1
$\begingroup$

I am trying to establish that

$\frac2{\pi}\int_0^{2\pi} f(e^{i\theta})\cos^2\left(\frac{\theta}{2}\right)\;\mathrm d\theta=2f(0)+f^\prime(0)$

for $f$ analytic on $|z| < R,\; R > 1$

I think I am making a mistake somewhere, please point it out to me.Here's what I've done unsing the mean value property and Cauchy's integral formula:

2f(0)+f'(0)=2(\frac1{2\pi}\int_0^{2\pi} f(e^{i\theta})d\theta + \frac1{2\pi i}\int_0^{2\pi}\frac{f(e^{i\theta})ie^{i\theta}}{e^{i2\theta}}=\frac{1}{\pi}\int_0^{2\pi} f(e^{i\theta})d\theta\frac1{2\pi}\int_0^{2\pi}\frac{f(e^{i\theta})}{e^{i\theta}}\quad\text{(1)}

But when I develop the expression $\frac2{\pi}\int_0^{2\pi} f(e^{i\theta})\cos^2(\frac{\theta}{2}) d\theta$ I get:

$\frac1{\pi}\int_0^{2\pi} f(e^{i\theta})d\theta+\frac1{2\pi}\int_0^{2\pi}f(e^{i\theta})[{e^{i\theta}}+e^{i-\theta}]d\theta \quad\text{(2)}$

The second integral in (1) differs from the second integral in (2).

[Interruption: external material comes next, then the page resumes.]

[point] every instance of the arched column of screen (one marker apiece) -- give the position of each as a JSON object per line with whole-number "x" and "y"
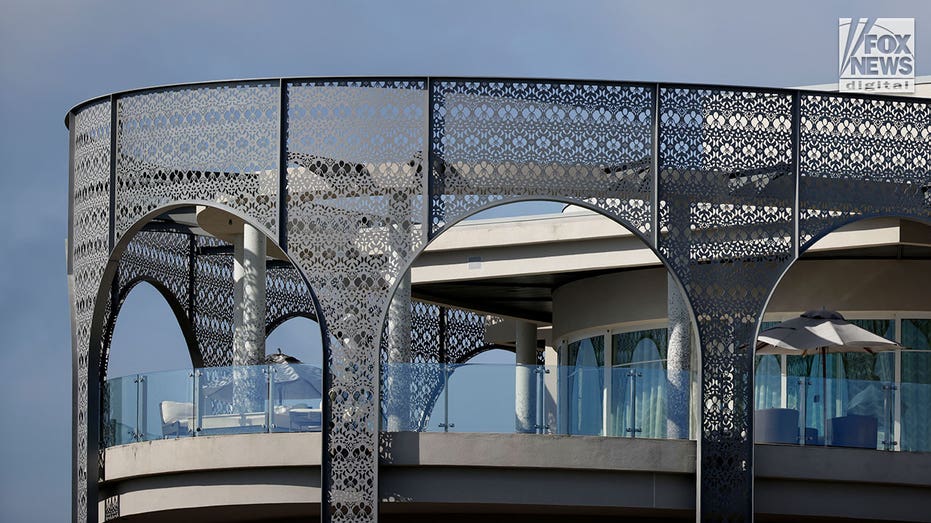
{"x": 355, "y": 207}
{"x": 438, "y": 336}
{"x": 726, "y": 220}
{"x": 161, "y": 257}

Thanks.

1 Answers 1

2

Ooh, interesting formula! Let me try...

$\frac2{\pi}\int_0^{2\pi} f(e^{i\theta})\cos^2\left(\frac{\theta}{2}\right)\;\mathrm d\theta=\frac2{\pi}\int_0^{2\pi} f(e^{i\theta})\left(\frac{1+\cos\,\theta}{2}\right)\;\mathrm d\theta$

$=\frac1{\pi}\int_0^{2\pi} f(e^{i\theta})(1+\cos\,\theta)\;\mathrm d\theta$

$=\frac1{\pi}\left(\int_0^{2\pi} f(e^{i\theta})\;\mathrm d\theta+\int_0^{2\pi} f(e^{i\theta})\cos\,\theta\;\mathrm d\theta\right)$

Now, let's look at the Cauchy formula

$f(0)=\frac1{2\pi i}\oint_\gamma \frac{f(u)}{u}\mathrm du=\frac1{2\pi i}\int_0^{2\pi} \frac{f(\exp(i\theta))}{\exp(i\theta)}\mathrm d(\exp(i\theta))=\frac1{2\pi}\int_0^{2\pi}f(\exp(i\theta))\mathrm d\theta$

and going back to the original expression we have

$2f(0)+\frac1{\pi}\int_0^{2\pi} f(\exp(i\theta))\cos\,\theta\;\mathrm d\theta$

How to take care of that other piece... let's start at that Cauchy formula again:

$f(z)=\frac1{2\pi i}\oint_\gamma \frac{f(u)}{u-z}\mathrm du$

If we differentiate with respect to $z$, we have

$f^{\prime}(z)=\frac1{2\pi i}\oint_\gamma \frac{f(u)}{(u-z)^2}\mathrm du$

and now we can try substituting in an anticlockwise unit-circular contour yet again:

$f^{\prime}(0)=\frac1{2\pi i}\int_0^{2\pi} \frac{f(\exp(i\theta))}{\exp(2i\theta)}\mathrm d(\exp(i\theta))$

$=\frac1{2\pi}\int_0^{2\pi} f(\exp(i\theta))\exp(-i\theta)\mathrm d\theta$

$=\frac1{2\pi}\int_0^{2\pi} f(\exp(i\theta))\cos\,\theta\;\mathrm d\theta-\frac{i}{2\pi}\int_0^{2\pi} f(\exp(i\theta))\sin\,\theta\;\mathrm d\theta$

Luckily, the sine is antisymmetric about $\theta=\pi$, so that the imaginary part is easily removed:

$f^{\prime}(0)=\frac1{2\pi}\int_0^{2\pi} f(\exp(i\theta))\cos\,\theta\;\mathrm d\theta$

Long story short... the correct expression is actually $2f(0)+2f^\prime(0)$...